The intriguing story of a young company and a promising product

It was sometime in the last few months of 2014 when the chatter started.

It began with Tiger Global’s interest in Unicommerce. If you remember 2014 and Tiger Global, this should stick with you: Tiger was the big daddy in town then and if its head Lee Fixel said, ‘I want to put money into you’, nobody really said no. And Lee Fixel was interested in Unicommerce.

To invest almost $10 million. Talks went far. In November 2014, Inc42, the startup focused digital media outlet reported that Unicommerce had raised $10 million from Tiger Global. Even as all this was happening, news started trickling in that Snapdeal wasn’t happy with the deal. In fact, the company itself was interested in acquiring Unicommerce.

Snapdeal Acquiring Unicommerce

Just a month later, in December 2014, Mint reported that Snapdeal was in talks to acquire Unicommerce. If you are thinking, whatever happened to Tiger Global, well this is what The Economic Times said, back then: “Online order management and fulfillment platform Unicommerce is in talks with Snapdeal for a potential acquisition, according to multiple people familiar with the development.

Two of the sources told ET that Unicommerce returned an investment of $10 million (Rs 62 crore) from Tiger Global to pursue the potential acquisition bid from Snapdeal, one of India’s top three online marketplaces. An acquisition, if it happens, could value the company at up to $10 million, according to people privy to the talks.”

Ken could not independently verify the return or exchange of money.

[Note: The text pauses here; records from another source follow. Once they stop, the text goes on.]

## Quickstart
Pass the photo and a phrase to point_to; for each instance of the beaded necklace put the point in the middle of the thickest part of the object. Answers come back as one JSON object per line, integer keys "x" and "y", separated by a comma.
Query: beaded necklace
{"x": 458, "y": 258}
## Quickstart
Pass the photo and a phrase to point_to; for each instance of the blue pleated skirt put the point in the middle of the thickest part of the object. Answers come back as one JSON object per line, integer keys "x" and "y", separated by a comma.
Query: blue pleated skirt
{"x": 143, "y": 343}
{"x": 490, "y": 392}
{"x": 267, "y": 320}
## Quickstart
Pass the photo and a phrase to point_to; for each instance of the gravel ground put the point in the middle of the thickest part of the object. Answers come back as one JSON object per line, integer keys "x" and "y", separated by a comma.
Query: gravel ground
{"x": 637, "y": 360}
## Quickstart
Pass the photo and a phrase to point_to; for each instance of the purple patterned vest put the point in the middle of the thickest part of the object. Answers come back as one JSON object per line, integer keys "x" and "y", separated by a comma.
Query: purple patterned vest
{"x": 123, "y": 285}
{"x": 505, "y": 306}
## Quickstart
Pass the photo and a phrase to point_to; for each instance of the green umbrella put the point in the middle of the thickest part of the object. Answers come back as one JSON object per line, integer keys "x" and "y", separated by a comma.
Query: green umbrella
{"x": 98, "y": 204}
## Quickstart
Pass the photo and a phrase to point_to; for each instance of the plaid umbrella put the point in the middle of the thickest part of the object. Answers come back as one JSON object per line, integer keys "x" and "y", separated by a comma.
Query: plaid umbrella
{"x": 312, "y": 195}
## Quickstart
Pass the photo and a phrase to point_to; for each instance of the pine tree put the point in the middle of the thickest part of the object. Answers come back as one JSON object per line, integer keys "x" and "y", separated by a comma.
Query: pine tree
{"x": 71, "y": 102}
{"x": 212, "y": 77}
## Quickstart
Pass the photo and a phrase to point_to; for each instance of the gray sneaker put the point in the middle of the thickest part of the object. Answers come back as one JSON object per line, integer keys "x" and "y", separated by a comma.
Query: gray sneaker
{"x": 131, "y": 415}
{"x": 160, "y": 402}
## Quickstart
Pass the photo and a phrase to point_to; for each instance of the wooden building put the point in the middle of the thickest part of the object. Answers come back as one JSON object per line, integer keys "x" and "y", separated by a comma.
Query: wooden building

What came to light though by studying the company’s books of accounts is this. April of 2015 was the time when Unicommerce’s books first mention an acquisition by Snapdeal. In a board meeting held on 10 March 2015, the Unicommerce board approved the merger of the company with Snapdeal. According to documents filed with the Registrar of Companies (RoC), the amalgamation scheme (a schedule to merge two companies shares) was put for approval at the Delhi High Court.

Two points are of note from the High Court order, dated 20 October 2015.

Firstly, Section 4.3 of the document.

“There is also an averment to the effect, in paragraph 14 of the application that, the directors of the transferor and the transferee company have no material interest in the matter except to the extent that Mr. Kunal Bahl and Mr. Rohit Bansal, who are the promoters of the transferee company are also shareholders of the transferor company. It is stated that both Mr. Kunal Bahl and Mr. Rohit Bansal, separately, hold equity shares to the extent of 4.41% in the transferor company.”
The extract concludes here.